Long‐Term Follow‐up of Atrioventricular Junctional Transcatheter Electrical Ablation

Abstract
Complete data concerning long-term results of transcatheter electrical ablation of the atrioventricular junction is not available. At the request of the French Cardiac Arrhythmia Working group we undertook an inquiry in October 1983. All centers potentially able to perform such procedures were asked to report their experience. Eight centers have performed one case or more, over a period of 3 years, for a total of 91 patients. The mean follow-up completed in all patients in April 1986 was 12 ± 10 months. The procedure was indicated for a supraventicular arrhythmia resistant to a mean of 3.9 ± 1.3 classes of antiarrhythmic agents.

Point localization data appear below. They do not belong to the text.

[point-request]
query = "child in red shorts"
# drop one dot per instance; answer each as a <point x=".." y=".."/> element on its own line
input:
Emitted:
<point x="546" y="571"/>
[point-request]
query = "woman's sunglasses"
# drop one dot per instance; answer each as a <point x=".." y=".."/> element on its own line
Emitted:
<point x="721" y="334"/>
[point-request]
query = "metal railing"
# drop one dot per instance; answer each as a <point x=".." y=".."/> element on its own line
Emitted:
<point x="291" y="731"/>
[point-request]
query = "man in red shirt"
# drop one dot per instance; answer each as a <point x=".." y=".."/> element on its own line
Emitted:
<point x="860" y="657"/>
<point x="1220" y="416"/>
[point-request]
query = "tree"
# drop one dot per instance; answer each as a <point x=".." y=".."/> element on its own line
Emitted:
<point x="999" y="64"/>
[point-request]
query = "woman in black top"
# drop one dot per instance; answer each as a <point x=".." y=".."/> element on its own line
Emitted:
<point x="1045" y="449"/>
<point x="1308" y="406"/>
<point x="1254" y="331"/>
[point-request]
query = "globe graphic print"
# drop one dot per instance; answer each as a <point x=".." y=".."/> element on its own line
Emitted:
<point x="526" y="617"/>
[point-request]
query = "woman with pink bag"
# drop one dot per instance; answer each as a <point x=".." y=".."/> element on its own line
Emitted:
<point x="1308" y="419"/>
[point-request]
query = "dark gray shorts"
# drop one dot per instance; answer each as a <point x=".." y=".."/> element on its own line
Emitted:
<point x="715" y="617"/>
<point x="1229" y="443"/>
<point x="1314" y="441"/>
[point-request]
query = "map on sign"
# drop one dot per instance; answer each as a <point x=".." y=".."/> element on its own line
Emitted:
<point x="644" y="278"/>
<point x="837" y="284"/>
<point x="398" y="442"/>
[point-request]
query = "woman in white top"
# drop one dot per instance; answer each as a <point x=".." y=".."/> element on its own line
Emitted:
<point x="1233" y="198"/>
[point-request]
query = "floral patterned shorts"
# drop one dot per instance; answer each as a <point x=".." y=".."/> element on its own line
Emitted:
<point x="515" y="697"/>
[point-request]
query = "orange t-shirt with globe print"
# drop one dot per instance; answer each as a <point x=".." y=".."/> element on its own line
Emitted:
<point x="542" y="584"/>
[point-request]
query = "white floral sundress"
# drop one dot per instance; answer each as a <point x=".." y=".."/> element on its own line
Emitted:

Atrial flutter or fibrillation in 54 (59%) and atrioventricular nodal reentry in 17 (18%J were the most common arrhythmias. A mean of 2.6 ± 2.3 electrical shocks (range 1–14 shocks) with a stored energy of 130–400 joules was delivered during 1–5 sessions. Complete heart block was obtained in 83 patients and persisted at the time of discharge from the hospital in 46 patients (50.5%). The immediate complication (within 24 hours after the procedure) included ventricular fibrillation successfully converted (one patient) and nonsustained ventricular tachycardia (three patients). Late complications included one death 3 days after the procedure, in a patient in whom sustained ventricular tachycardia was documented, nonsustained ventricular tachycardia in two patients, sepsis in three patients and pericardial effusion in one patient. At the time of the follow-up, there were three additional deaths related to sepsis due to pacemaker pocket infection in one patient and to preexisting congestive heart failure in two patients. Chronic complete heart block was present in 36 patients (41%) high degree heart block (2 nd degree or advanced) in seven patients (8%) first degree in 16 patients (18%). The remaining patients had either normal PR interval or were in atrial fibrillation. Seventy-five patients (82%) were asymptomatic including 39 patients with resumption of AV conduction with (28 patients, 30%) or without (11 patients, 12%) antiarrhythmic therapy. The procedure failed in 12 patients (13%). This experience suggests that AV junctional transcatheter ablation is a highly effective procedure. However, the potential of early and late complications including arrhythmic death leads us to reserve this technique to patients with drug-refractory supraventricular tachyarrhythmias and in whom other forms of therapy are not applicable.